U.S. Responds To Iraqi Exercises Pentagon Sends Ships And Equipment To Gulf

Eric Schmitt New York Times

Based on troop movements and warnings from two Iraqi defectors that President Saddam Hussein had considered attacking Kuwait and Saudi Arabia, the Pentagon said on Thursday that it was sending ships carrying equipment and supplies to the Persian Gulf, and could ultimately deploy more than 22,000 ground troops.

Although there is no indication that an Iraqi attack is imminent, two senior American military officials told reporters on Thursday that elite Iraqi troops around Baghdad have conducted “unusual training activities” in the past five weeks that caused concern among U.S. analysts.

Most government experts here and in the Middle East say Iraq has neither the will nor the ability to launch an attack. Many Middle Eastern diplomats and even some senior American officers fear that the administration may be deliberately overreacting to the troop movements in Iraq for political reasons.

“Saddam Hussein is an easy whipping boy,” said one diplomat familiar with the Middle East. “It’s a no-brainer for Clinton. He’s got everything to gain and nothing to lose by acting tough.”

But several factors have prompted the administration to take precautionary steps, including the troop movements around Baghdad, the information provided by high-level Iraqis who defected to Jordan last week, Saddam’s threats to make trouble if the United Nations did not lift sanctions against his country next month, and the memory of military confrontations with Iraq in 1991 and 1994. “We’d much rather be safe than sorry,” said a senior Pentagon aide.

Pentagon officials have ordered 13 ships carrying tanks, trucks, ammunition and other supplies, enough for about 22,000 Marines and soldiers, to the gulf region. That equipment will arrive within a week.
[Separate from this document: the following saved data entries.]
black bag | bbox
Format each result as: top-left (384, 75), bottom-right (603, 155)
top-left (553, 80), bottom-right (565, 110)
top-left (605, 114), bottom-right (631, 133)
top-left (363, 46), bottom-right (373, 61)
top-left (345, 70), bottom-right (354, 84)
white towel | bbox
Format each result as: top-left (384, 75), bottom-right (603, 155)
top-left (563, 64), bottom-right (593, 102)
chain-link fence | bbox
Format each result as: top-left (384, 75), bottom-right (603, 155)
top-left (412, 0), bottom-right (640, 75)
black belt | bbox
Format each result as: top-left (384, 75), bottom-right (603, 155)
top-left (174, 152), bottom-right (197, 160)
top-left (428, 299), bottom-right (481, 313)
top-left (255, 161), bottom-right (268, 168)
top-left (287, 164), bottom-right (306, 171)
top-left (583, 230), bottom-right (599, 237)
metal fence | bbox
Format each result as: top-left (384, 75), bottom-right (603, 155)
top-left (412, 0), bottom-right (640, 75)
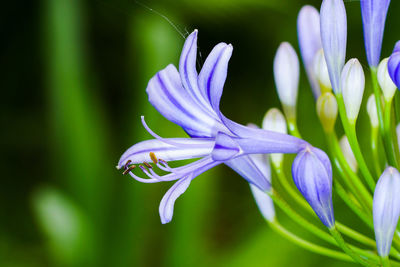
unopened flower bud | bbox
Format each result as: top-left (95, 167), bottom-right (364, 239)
top-left (262, 108), bottom-right (287, 168)
top-left (378, 58), bottom-right (397, 102)
top-left (367, 94), bottom-right (379, 128)
top-left (317, 92), bottom-right (338, 133)
top-left (373, 167), bottom-right (400, 257)
top-left (313, 49), bottom-right (332, 91)
top-left (342, 59), bottom-right (365, 123)
top-left (274, 42), bottom-right (300, 120)
top-left (292, 146), bottom-right (335, 228)
top-left (388, 41), bottom-right (400, 89)
top-left (297, 5), bottom-right (322, 98)
top-left (339, 135), bottom-right (357, 172)
top-left (320, 0), bottom-right (347, 93)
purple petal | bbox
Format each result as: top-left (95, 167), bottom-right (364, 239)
top-left (250, 184), bottom-right (275, 222)
top-left (393, 40), bottom-right (400, 53)
top-left (297, 5), bottom-right (322, 98)
top-left (147, 64), bottom-right (225, 137)
top-left (388, 52), bottom-right (400, 88)
top-left (220, 115), bottom-right (307, 154)
top-left (361, 0), bottom-right (391, 67)
top-left (198, 43), bottom-right (233, 112)
top-left (225, 155), bottom-right (271, 191)
top-left (159, 176), bottom-right (192, 224)
top-left (373, 167), bottom-right (400, 256)
top-left (179, 30), bottom-right (217, 116)
top-left (292, 147), bottom-right (335, 228)
top-left (320, 0), bottom-right (347, 93)
top-left (212, 132), bottom-right (240, 161)
top-left (118, 138), bottom-right (214, 168)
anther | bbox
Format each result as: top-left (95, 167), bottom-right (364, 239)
top-left (124, 160), bottom-right (132, 170)
top-left (143, 162), bottom-right (152, 168)
top-left (149, 152), bottom-right (158, 164)
top-left (123, 165), bottom-right (136, 175)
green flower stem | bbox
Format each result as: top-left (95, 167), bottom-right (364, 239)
top-left (333, 182), bottom-right (373, 229)
top-left (268, 220), bottom-right (352, 262)
top-left (371, 68), bottom-right (398, 168)
top-left (384, 99), bottom-right (400, 168)
top-left (274, 165), bottom-right (376, 248)
top-left (287, 119), bottom-right (302, 138)
top-left (336, 93), bottom-right (376, 192)
top-left (390, 102), bottom-right (400, 166)
top-left (326, 131), bottom-right (373, 210)
top-left (382, 256), bottom-right (392, 267)
top-left (269, 190), bottom-right (381, 265)
top-left (329, 227), bottom-right (376, 266)
top-left (268, 190), bottom-right (335, 245)
top-left (371, 127), bottom-right (382, 177)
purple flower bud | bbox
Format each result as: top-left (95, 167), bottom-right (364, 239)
top-left (373, 167), bottom-right (400, 257)
top-left (388, 43), bottom-right (400, 89)
top-left (320, 0), bottom-right (347, 93)
top-left (361, 0), bottom-right (391, 67)
top-left (297, 5), bottom-right (322, 98)
top-left (292, 146), bottom-right (335, 228)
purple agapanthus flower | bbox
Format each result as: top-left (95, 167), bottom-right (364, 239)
top-left (117, 30), bottom-right (311, 224)
top-left (361, 0), bottom-right (391, 67)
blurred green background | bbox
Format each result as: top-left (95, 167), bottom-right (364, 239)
top-left (2, 0), bottom-right (400, 266)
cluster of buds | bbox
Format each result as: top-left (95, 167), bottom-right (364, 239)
top-left (269, 0), bottom-right (400, 264)
top-left (118, 0), bottom-right (400, 265)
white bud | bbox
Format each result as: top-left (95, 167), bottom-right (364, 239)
top-left (339, 135), bottom-right (357, 173)
top-left (341, 58), bottom-right (365, 123)
top-left (273, 42), bottom-right (300, 111)
top-left (367, 94), bottom-right (379, 128)
top-left (316, 92), bottom-right (338, 132)
top-left (313, 49), bottom-right (332, 90)
top-left (262, 108), bottom-right (287, 168)
top-left (378, 58), bottom-right (397, 102)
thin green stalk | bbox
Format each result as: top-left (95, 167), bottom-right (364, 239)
top-left (326, 131), bottom-right (373, 210)
top-left (287, 119), bottom-right (302, 138)
top-left (371, 68), bottom-right (396, 168)
top-left (336, 94), bottom-right (376, 192)
top-left (268, 190), bottom-right (335, 245)
top-left (333, 182), bottom-right (373, 229)
top-left (268, 221), bottom-right (352, 262)
top-left (275, 165), bottom-right (375, 248)
top-left (329, 227), bottom-right (377, 266)
top-left (269, 190), bottom-right (382, 265)
top-left (384, 99), bottom-right (400, 168)
top-left (371, 127), bottom-right (382, 177)
top-left (382, 256), bottom-right (392, 267)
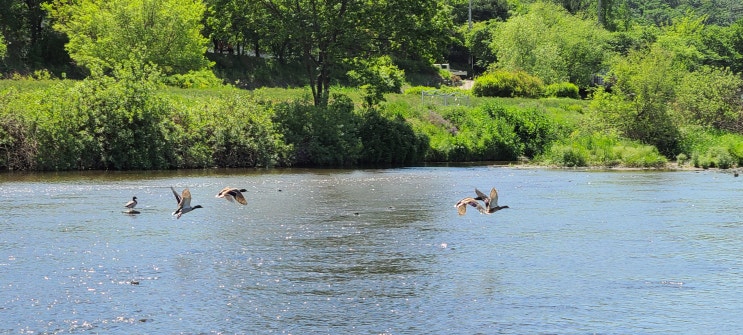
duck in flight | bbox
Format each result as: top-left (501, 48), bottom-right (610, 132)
top-left (455, 187), bottom-right (509, 215)
top-left (216, 187), bottom-right (248, 205)
top-left (171, 187), bottom-right (203, 219)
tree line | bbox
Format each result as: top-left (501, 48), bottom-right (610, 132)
top-left (2, 0), bottom-right (743, 99)
top-left (2, 0), bottom-right (743, 170)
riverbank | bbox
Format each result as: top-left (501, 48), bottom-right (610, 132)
top-left (2, 76), bottom-right (743, 171)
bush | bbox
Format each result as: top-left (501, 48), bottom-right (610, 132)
top-left (544, 82), bottom-right (580, 99)
top-left (18, 61), bottom-right (174, 170)
top-left (472, 70), bottom-right (544, 98)
top-left (678, 126), bottom-right (743, 169)
top-left (0, 62), bottom-right (292, 170)
top-left (273, 94), bottom-right (362, 166)
top-left (163, 69), bottom-right (224, 89)
top-left (357, 109), bottom-right (429, 165)
top-left (419, 102), bottom-right (556, 162)
top-left (481, 103), bottom-right (556, 157)
top-left (538, 132), bottom-right (667, 168)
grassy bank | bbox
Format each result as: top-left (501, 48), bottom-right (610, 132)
top-left (1, 74), bottom-right (741, 171)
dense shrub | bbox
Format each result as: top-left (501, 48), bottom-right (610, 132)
top-left (544, 82), bottom-right (580, 99)
top-left (0, 63), bottom-right (291, 170)
top-left (420, 102), bottom-right (556, 162)
top-left (677, 126), bottom-right (743, 169)
top-left (538, 132), bottom-right (668, 168)
top-left (166, 91), bottom-right (291, 168)
top-left (357, 109), bottom-right (429, 165)
top-left (3, 61), bottom-right (174, 170)
top-left (273, 94), bottom-right (362, 166)
top-left (481, 102), bottom-right (556, 157)
top-left (673, 66), bottom-right (743, 132)
top-left (472, 70), bottom-right (544, 98)
top-left (163, 69), bottom-right (224, 89)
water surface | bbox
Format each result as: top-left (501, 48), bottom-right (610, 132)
top-left (1, 167), bottom-right (741, 334)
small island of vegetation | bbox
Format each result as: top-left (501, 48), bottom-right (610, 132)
top-left (1, 0), bottom-right (743, 171)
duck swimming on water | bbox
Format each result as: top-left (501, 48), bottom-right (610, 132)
top-left (216, 187), bottom-right (248, 205)
top-left (171, 187), bottom-right (202, 219)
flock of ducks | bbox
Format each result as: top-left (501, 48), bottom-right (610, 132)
top-left (123, 186), bottom-right (248, 219)
top-left (124, 185), bottom-right (507, 218)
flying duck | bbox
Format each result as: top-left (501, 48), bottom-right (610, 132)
top-left (124, 196), bottom-right (138, 211)
top-left (216, 187), bottom-right (248, 205)
top-left (455, 187), bottom-right (509, 215)
top-left (171, 187), bottom-right (202, 219)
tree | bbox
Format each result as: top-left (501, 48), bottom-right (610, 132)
top-left (46, 0), bottom-right (211, 75)
top-left (490, 2), bottom-right (611, 87)
top-left (253, 0), bottom-right (453, 107)
top-left (0, 0), bottom-right (70, 74)
top-left (674, 66), bottom-right (743, 133)
top-left (0, 33), bottom-right (6, 59)
top-left (447, 0), bottom-right (510, 24)
top-left (590, 46), bottom-right (682, 155)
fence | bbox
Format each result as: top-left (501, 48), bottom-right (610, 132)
top-left (421, 90), bottom-right (470, 106)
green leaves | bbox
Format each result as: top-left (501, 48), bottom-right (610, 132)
top-left (489, 2), bottom-right (611, 88)
top-left (47, 0), bottom-right (211, 76)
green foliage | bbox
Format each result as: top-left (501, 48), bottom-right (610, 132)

Moreover, the military’s Joint Chiefs of Staff prepared orders to send troops to match up with the equipment, although they will not be issued unless Iraq’s forces threaten its neighbors, senior military commanders said. Troops could be flown rapidly into the region.

“I don’t think we’re deeply worried about Saddam launching a military operation, but there’s no harm in reminding him to think it’s not a sensible thing to do,” a senior administration official said. “We don’t want him to have any doubt in his mind.”

The United States already has about 20,000 troops in the Persian Gulf and eastern Mediterranean, including two aircraft carriers, 2,000 Marines engaged in a training exercise with Jordanian troops and more than 100 Air Force planes in Kuwait and Saudi Arabia.

Iraq is capable of sending elite Republican Guard armored units with more than 10,000 troops, now south of Baghdad, to the Kuwaiti border in about four days, as happened last fall. At that time, Washington dispatched 13,000 troops, ships armed with Tomahawk cruise missiles and scores of warplanes, and threatened much more, to force the Iraqi troops to withdraw north of the 32nd parallel, which is about 160 miles north of the Kuwait border.

American officials this week repeated their longstanding threat to attack any Iraqi troops south of that line. “The difference between this year and last year is that we’ve declared the right to nail them below the 32nd parallel,” said a senior Defense Department official.

Administration officials suspect that Saddam is searching for a way to respond to the predicament he is in as a result of the defections of Lt. Gen. Hussein Kamel and Col. Saddam Kamel - Saddam’s two sons-in-law.

These officials say that Saddam may have ordered the troop movements to divert the attention of his country - and the world - from the the defections of the two highranking military officers. Another possible motive is to flex his muscles to scare neighbors and win back respect.